Bodrum-Muğla, Turkey
Palmali Group
Built Area
14.000 m²
Leisure Led Development

Yalıkavak is one of the lagoons on the southwestern coast of Turkey, which is becoming a popular destination for blue voyages along the Turkish Riviera. Unlike its provincial center Bodrum, which has faced a building boom in 1980s with the increase of touristic activities, Yalikavak is still a relatively calm, smaller scale settlement with its natural landscape.

The project for the extension of the existing marina complex for the use of middle-upper class in Yalikavak has the burden of welcoming a big investment in this area that will also bring its own facilities. The “island” part of Yalıkavak Marina, which is the first phase of the complex, is planned to house retail, restaurants, beach-pool club, sanitary and mechanical units for needs of megayachts that will dock in the marina. The main motivation for the design of the “island” was to search for the possibility to reconcile the needs of ‘outcomers’ with the genius loci of Yalikavak as a Mediterranean settlement. Instead of a generic design that can easily become an alienated object for this place, an architecture derived from the local character, interpreted as composition of masses with different heights, merging with landscape and with the sea has emerged as a way to be integrated with the place. Alongside the masses that follows a gridal structure in plan, atypical additions such as a lineer wall and a tower accompanies the complex. Following the ancient cities like Kos, Rhodes and Siena, cladded with one material, travertine is used to render the whole complex which is regarding itself as a new-comer, but one of a familiar, not a hard-shell foreigner.

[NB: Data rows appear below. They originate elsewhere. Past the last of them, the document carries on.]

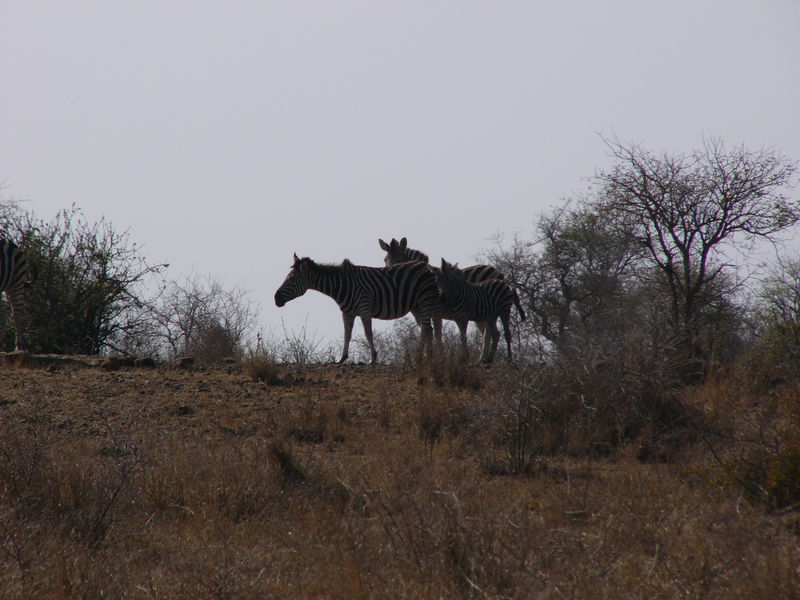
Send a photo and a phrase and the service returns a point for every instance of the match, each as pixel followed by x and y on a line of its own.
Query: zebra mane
pixel 327 267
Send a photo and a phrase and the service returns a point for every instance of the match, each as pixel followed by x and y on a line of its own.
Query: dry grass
pixel 357 482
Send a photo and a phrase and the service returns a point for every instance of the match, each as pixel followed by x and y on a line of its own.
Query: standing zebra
pixel 398 252
pixel 369 293
pixel 15 275
pixel 481 302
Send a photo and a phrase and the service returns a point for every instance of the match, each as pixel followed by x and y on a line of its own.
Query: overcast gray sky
pixel 228 135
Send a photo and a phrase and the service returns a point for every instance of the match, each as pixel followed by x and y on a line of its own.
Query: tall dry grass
pixel 367 485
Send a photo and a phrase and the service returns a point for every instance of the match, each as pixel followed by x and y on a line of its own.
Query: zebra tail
pixel 33 274
pixel 518 304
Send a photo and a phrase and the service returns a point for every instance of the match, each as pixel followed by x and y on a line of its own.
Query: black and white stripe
pixel 16 274
pixel 398 252
pixel 367 292
pixel 482 302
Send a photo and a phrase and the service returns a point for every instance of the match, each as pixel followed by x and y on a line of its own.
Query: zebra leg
pixel 367 323
pixel 462 330
pixel 426 338
pixel 3 319
pixel 15 301
pixel 348 333
pixel 437 332
pixel 505 318
pixel 490 339
pixel 487 340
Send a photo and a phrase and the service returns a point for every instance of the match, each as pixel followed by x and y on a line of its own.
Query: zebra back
pixel 380 292
pixel 473 301
pixel 398 252
pixel 15 270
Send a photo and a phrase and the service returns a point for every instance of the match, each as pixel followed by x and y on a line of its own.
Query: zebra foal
pixel 398 252
pixel 482 302
pixel 16 273
pixel 369 293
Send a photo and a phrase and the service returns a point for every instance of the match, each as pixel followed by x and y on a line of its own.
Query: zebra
pixel 481 302
pixel 367 292
pixel 16 274
pixel 398 251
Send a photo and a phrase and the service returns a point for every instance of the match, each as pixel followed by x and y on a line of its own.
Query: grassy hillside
pixel 354 482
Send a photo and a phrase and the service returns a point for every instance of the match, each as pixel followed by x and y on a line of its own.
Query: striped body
pixel 367 292
pixel 398 252
pixel 15 276
pixel 482 302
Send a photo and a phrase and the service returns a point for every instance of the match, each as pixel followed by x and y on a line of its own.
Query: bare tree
pixel 684 210
pixel 201 317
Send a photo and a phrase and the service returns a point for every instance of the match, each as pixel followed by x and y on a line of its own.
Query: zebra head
pixel 397 252
pixel 449 279
pixel 296 282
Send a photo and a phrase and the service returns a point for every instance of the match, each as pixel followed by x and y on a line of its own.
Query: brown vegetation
pixel 359 482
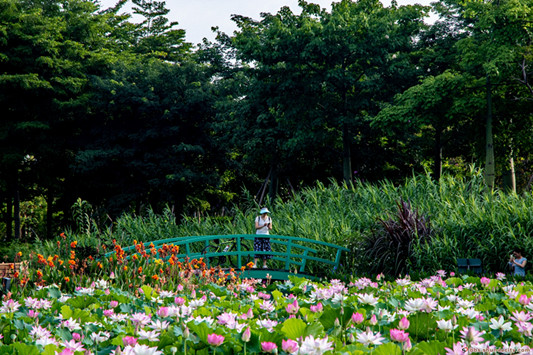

At the second and third phases of the complex, shopping units are designed along the shore of the marina, continuing the Mediterranean aura with wide overhangs creating a continous shaded path, that sometimes turns into a collonade alongside the shops. All the shops are fragmented in planning and  overhangs are designed in different levels overlapping each other in order to keep the building scale. the shops reside as glass volumes along the composition of vertical and horizontal planes of travertine stone. The complex also includes a boutique hotel, customs office building, a spa and fitness, an office building, storages and a shipyard for winter maintenance.